# ASAT 3d Noisy



## packerfan (Jul 24, 2007)

I have the 3d leafy suit and was real pleased with it. My buddy says I all but disappear with it. I wore it last night and it was really quiet out in the woods. I discovered that the least movement (arms) would make what seemed to me to be quite noisy. Especially when it made contact with the padding on my summit treestand. Is there anything that can be done to quiet down the material? Or am I better off going to Predator Fall gray camo? I hunt in Northern WI.


----------



## lnevett (Apr 9, 2006)

ttt


----------



## blue thunder (Jan 20, 2003)

The deer don't hear mine,but I do...Give it a chance.I think you will be happy in the long run.


----------



## FallFever (Mar 8, 2003)

Wash it a few times and scrunch it up with your hands for a while. It will soften up over time and become much quieter.

FF


----------



## meyerske (Dec 26, 2004)

Honestly, I've found that I don't even need to wear the jacket.
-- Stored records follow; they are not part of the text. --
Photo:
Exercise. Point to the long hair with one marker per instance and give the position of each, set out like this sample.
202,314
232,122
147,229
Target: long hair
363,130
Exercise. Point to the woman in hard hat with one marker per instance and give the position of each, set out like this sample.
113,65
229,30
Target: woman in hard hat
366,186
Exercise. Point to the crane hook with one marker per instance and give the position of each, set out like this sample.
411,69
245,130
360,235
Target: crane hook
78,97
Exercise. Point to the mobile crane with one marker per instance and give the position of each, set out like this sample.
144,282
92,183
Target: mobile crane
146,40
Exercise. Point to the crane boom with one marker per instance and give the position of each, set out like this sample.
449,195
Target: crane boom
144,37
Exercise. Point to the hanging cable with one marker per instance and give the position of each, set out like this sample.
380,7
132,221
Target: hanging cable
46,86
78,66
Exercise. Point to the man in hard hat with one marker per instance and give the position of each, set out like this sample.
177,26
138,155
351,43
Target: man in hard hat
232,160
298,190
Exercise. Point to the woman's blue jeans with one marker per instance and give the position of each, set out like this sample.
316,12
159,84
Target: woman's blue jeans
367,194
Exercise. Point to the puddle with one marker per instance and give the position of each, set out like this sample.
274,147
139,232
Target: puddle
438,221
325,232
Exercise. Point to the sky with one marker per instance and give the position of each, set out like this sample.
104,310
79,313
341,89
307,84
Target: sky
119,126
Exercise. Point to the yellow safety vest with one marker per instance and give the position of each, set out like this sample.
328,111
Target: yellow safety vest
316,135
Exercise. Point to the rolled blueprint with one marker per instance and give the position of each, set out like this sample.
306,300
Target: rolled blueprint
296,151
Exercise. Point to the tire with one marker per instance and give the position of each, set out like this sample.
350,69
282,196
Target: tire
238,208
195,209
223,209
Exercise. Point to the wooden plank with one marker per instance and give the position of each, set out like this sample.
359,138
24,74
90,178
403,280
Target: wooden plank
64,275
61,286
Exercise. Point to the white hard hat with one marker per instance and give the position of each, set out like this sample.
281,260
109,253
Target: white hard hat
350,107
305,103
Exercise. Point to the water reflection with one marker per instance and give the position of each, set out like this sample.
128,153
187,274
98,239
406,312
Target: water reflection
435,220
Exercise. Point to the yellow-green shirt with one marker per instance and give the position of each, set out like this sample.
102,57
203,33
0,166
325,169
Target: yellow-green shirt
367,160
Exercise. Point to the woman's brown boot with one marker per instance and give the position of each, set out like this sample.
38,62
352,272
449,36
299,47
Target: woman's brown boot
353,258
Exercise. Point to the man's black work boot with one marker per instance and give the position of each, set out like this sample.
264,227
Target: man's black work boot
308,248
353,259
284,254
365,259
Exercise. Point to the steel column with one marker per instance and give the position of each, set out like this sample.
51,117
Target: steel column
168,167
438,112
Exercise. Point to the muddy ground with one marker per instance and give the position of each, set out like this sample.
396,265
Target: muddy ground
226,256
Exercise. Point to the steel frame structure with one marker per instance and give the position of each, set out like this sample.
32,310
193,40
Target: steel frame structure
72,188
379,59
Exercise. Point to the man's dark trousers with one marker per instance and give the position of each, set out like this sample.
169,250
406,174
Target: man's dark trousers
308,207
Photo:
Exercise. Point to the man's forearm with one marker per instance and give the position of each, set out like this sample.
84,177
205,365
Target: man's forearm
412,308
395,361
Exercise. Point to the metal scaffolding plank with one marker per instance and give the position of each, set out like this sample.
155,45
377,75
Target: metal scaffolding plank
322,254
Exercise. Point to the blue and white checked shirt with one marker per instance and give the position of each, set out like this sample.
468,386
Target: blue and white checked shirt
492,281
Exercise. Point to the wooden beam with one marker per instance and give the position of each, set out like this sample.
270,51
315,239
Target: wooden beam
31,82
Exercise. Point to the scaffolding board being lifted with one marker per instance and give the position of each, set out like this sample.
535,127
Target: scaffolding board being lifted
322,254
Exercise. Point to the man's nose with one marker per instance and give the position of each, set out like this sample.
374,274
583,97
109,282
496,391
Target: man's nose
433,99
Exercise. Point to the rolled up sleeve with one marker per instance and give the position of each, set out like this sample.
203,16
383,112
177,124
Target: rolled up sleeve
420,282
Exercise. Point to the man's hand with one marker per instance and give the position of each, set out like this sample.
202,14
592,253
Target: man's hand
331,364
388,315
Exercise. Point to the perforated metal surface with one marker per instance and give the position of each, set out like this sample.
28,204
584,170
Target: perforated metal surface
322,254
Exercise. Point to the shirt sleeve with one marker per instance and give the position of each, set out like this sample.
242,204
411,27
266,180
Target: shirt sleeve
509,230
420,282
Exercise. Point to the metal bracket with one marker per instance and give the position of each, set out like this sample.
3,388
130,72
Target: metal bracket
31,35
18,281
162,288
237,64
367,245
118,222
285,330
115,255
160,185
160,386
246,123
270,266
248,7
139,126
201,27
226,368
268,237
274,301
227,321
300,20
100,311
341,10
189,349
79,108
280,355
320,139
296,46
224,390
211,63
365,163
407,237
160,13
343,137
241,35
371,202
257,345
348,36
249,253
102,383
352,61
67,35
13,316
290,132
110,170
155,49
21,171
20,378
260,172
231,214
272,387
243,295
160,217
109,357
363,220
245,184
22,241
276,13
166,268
The pants are large enough that I just pull them up to mid-torso. That covers 90% of what a deer sees. The ASAT 3D camo is awesome. I've NEVER been busted in it, even when hunting low in hard-hunted states.


----------



## Lorin (Feb 17, 2006)

Ive washed mine a handful of times and then dried them with a pair of sneakers. Most of the noise is now gone. I too am a believer in the Asat, as I had a deer directly under my tree that never looked twice. I usually use the bdu asat pants with the 3d jacket and hood. I had a fox within 10 feet of me last year while sitting against a tree hunting from the ground.


----------